One by one, the eight pillars fixed on a mountainside at the gates of the magnificent Valgaudemar valley (Ecrins massif) are unbolted with a thermal grinder and fall heavily into the grassy slope.

They are cut up and then evacuated by the services of the town hall. In total, the approximately eight tons of steel will be recovered by a local scrap dealer.

Higher up, on another slope, a herd of sheep placidly observes this unusual scene. Carmen Grasmick, one of the fifteen volunteers from the Mountain Wilderness association who is leading the dismantling operation, is delighted: “Finally it’s falling!”.

On this almost tropical day in October, it is obvious that the small ski lift built in 1963 had no hope of recovery: the snow, once abundant, has become scarce there due to the southern exposure and the low altitude (1,550 meters at the highest). And the tastes of skiers and standards have also evolved.

The site, the 70th of this type for the association, including around twenty ski lifts, is part of its “Obsolete Installations” campaign, launched in 2001, and which aims to clean up mountain sites in consultation with local authorities. .

According to its census, at least 3,000 installations rust peacefully in the French mountains, including more than a hundred ski lifts sometimes literally forgotten.

There are also countless military, industrial, forestry and agricultural wastes (skidding cables, avalanche barriers, old fences). Some are dangerous, like WWII barbed wire that injures wild ungulates and grazing sheep.

Taking it all apart would be a daunting task. “We know very well that we will not be able to remove this on our own,” explains Ms. Grasmick. Above all, the sites have a symbolic and educational value, including among decision-makers, she underlines.

Global warming and soaring energy costs should “further accelerate the movement”, she hopes.

– “Greenwashing” –

The French branch of Mountain Wilderness, an NGO born in 1987 in Italy and which has since extended its activities to ten countries in Europe and Asia, has already moved the lines. In 2016, it obtained the passage of an amendment in the Mountain Law 2 making it compulsory to dismantle abandoned ski lifts.

The ambitious objective is now to make this provision retroactive and to extend it to all types of waste.

“Mountain Wilerness is not an association of mountain garbage collectors whose role is to go behind everyone with a garbage bag to pick up. Everyone is responsible”, argues Nicolas Masson, administrator of the association.

Restoring the natural space after use “is the basics of sustainable development but unfortunately sometimes it does not go without saying”, he notes.

However, he is delighted that the organization Domaines Skiables de France (DSF) is also getting started little by little: “there is certainly a little greenwashing there, but at least they are doing it”.

As for the mid-mountain resorts, they should not “stubbornly persist” in the all-ski route, he recommends, pointing to the vast wild spaces of the Ecrins National Park.

“Here, people are happy to come because there is nothing, no artificial facilities and they have the feeling of rediscovering contact with nature”.

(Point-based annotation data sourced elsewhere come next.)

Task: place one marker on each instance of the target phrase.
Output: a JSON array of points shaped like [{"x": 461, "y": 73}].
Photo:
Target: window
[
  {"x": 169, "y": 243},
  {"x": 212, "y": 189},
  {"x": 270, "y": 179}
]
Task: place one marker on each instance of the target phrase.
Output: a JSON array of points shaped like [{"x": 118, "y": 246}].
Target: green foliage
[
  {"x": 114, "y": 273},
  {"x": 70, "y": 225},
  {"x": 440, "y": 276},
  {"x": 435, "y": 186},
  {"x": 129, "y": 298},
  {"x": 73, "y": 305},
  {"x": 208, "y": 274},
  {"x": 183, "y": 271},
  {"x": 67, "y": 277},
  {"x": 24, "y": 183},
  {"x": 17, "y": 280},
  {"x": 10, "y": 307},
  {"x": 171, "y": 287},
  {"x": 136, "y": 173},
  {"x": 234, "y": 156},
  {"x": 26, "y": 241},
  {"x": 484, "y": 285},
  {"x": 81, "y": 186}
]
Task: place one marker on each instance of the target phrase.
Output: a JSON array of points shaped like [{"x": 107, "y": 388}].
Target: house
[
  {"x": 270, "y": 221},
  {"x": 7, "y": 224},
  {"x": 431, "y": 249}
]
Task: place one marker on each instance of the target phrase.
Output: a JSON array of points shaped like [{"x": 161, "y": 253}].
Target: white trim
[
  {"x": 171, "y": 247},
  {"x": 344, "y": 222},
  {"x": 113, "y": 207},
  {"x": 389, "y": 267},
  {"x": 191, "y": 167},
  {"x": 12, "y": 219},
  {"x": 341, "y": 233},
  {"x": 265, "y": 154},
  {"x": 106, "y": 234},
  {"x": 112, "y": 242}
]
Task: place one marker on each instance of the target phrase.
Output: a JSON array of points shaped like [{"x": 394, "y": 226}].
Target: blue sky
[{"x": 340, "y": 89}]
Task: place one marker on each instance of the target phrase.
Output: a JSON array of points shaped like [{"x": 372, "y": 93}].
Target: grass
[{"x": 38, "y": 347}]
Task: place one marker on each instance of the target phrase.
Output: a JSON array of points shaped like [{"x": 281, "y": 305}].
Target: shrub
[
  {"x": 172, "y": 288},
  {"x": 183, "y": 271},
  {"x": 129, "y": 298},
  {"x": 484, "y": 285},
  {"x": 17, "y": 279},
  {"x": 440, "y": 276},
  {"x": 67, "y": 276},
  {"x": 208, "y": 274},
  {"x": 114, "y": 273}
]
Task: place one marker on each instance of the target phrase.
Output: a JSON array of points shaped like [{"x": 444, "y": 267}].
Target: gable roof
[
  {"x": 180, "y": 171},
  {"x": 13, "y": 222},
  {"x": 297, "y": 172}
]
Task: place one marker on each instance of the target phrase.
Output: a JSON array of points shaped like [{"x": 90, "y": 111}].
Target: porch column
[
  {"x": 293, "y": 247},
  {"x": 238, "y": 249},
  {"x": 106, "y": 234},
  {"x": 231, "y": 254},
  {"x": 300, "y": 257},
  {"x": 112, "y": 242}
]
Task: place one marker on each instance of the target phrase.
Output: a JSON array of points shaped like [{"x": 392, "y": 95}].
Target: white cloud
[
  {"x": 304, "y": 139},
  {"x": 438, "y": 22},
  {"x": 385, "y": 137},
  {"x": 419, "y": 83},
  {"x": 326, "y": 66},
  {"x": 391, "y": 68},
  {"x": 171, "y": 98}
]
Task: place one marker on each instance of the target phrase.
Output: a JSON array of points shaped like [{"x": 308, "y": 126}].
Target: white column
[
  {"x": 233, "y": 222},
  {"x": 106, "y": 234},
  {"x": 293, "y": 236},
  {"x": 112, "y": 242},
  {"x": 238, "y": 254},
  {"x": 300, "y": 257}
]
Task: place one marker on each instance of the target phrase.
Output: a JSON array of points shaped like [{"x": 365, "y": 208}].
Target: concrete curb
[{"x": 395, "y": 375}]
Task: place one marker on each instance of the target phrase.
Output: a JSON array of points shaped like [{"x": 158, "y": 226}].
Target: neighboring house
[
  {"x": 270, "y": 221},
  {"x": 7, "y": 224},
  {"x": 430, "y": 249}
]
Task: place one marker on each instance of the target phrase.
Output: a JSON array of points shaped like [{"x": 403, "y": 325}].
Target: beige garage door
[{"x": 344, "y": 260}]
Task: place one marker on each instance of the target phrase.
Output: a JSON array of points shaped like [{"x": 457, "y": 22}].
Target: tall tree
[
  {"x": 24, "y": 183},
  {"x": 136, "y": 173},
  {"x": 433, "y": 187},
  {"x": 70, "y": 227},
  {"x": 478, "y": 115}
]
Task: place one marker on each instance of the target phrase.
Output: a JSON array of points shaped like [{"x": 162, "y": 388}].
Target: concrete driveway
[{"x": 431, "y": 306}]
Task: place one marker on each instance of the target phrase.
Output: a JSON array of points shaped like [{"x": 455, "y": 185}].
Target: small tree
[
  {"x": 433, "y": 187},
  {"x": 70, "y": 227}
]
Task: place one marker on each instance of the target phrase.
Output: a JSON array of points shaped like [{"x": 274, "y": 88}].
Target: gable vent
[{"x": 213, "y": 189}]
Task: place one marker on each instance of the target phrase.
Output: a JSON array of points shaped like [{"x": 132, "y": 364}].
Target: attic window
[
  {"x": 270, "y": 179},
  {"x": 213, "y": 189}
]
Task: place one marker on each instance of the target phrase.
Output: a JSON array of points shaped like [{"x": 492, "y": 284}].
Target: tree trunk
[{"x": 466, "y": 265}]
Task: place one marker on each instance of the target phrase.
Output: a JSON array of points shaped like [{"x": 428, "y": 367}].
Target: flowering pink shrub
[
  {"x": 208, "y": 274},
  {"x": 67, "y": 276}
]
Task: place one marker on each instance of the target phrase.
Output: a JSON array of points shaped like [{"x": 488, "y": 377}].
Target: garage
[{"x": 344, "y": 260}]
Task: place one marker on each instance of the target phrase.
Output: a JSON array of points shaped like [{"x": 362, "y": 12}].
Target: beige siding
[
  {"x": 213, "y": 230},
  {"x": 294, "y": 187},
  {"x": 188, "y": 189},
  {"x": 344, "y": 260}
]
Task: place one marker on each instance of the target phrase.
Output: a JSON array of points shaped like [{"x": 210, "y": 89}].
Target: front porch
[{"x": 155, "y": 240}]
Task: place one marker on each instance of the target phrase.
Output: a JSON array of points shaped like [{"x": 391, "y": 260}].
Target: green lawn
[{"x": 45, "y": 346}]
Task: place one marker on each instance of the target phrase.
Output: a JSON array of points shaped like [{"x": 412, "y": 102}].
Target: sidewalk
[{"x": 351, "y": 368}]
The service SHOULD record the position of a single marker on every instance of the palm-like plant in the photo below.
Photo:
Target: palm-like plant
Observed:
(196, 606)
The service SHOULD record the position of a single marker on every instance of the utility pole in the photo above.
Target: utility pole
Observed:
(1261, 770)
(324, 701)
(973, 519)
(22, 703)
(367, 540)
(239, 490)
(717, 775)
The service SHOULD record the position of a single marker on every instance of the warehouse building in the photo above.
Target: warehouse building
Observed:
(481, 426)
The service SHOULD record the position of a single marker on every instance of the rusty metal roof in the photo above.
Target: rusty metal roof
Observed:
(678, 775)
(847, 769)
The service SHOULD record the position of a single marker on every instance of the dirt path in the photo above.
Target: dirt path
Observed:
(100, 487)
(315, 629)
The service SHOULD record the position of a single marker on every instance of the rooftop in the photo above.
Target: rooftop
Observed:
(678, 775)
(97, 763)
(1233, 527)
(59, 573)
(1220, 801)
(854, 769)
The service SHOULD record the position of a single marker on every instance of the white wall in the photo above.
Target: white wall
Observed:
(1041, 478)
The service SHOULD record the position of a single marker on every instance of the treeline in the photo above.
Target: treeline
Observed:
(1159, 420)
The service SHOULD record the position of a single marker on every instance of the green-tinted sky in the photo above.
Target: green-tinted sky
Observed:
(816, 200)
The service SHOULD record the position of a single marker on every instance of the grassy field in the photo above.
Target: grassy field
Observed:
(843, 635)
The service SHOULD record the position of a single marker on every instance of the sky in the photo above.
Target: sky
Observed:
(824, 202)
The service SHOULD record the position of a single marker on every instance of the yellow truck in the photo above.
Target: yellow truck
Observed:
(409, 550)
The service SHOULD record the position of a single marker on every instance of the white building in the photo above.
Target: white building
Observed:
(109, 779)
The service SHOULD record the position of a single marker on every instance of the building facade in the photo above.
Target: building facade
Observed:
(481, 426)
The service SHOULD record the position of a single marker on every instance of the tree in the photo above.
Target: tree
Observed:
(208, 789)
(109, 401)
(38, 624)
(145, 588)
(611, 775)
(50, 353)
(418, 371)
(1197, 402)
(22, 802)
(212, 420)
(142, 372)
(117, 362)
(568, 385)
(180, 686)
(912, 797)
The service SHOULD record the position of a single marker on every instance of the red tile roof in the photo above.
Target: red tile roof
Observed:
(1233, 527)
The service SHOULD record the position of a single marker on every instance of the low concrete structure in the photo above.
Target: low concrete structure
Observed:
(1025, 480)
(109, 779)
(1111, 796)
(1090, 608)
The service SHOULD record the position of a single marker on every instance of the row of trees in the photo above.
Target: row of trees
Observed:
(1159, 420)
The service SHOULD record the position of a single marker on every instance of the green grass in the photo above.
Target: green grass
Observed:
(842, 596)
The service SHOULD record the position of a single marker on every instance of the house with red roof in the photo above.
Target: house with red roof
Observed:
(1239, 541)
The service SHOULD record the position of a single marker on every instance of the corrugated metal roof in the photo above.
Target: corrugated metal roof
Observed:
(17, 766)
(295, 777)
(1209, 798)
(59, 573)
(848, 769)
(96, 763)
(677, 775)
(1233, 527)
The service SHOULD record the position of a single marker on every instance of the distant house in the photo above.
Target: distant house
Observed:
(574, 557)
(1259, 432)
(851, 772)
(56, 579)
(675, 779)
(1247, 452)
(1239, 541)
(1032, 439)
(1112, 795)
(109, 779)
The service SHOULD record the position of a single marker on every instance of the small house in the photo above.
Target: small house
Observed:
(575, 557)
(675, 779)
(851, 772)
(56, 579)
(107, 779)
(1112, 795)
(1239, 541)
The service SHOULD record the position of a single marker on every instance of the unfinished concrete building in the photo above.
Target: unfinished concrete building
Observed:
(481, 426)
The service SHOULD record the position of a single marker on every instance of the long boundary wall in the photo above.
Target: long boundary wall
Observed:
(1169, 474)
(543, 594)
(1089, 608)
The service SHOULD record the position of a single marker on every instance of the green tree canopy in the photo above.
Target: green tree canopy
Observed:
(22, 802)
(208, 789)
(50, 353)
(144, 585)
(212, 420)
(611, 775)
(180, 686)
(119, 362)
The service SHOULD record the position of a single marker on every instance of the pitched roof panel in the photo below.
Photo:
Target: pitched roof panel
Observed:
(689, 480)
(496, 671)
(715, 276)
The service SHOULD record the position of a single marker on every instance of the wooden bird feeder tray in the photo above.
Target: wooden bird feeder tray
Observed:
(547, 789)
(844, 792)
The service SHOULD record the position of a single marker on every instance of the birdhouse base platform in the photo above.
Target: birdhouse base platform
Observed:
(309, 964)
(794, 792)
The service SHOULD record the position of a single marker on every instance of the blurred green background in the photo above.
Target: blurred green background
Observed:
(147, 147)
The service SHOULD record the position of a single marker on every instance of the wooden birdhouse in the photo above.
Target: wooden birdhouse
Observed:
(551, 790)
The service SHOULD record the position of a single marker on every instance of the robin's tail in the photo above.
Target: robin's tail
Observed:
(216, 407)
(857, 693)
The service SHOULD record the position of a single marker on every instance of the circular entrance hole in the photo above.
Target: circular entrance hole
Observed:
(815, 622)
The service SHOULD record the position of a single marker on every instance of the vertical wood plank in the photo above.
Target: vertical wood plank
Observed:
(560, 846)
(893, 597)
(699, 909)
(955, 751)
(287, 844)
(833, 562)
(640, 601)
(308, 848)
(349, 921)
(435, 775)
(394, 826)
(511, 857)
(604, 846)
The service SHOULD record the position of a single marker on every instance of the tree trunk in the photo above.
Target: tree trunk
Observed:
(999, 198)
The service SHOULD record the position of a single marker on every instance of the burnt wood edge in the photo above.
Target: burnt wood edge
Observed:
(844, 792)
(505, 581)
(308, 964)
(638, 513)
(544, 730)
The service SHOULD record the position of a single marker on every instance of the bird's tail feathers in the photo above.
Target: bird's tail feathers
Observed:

The particularity of the Saint-Firmin site is that it is done at the initiative of the municipality. Initially, it was a process of securing the site, explains Didier Beauzon, municipal councilor in charge of technical issues.

“Then we asked ourselves the question, can we do it differently? We took one end of the cable and everything else came. We no longer have a climate that allows for lasting snow cover, we can’t afford to put snow cannons here,” he said.

But the valley is sometimes bathed in nostalgia and “there is always at least one inhabitant who makes them cry because that’s where they took their first steps in skiing. It’s systematic, in all the mountains”, Carmen Grasmick nods.

But “there are places like here where they have the courage to turn the page. Because anyway, there is nothing else to do”.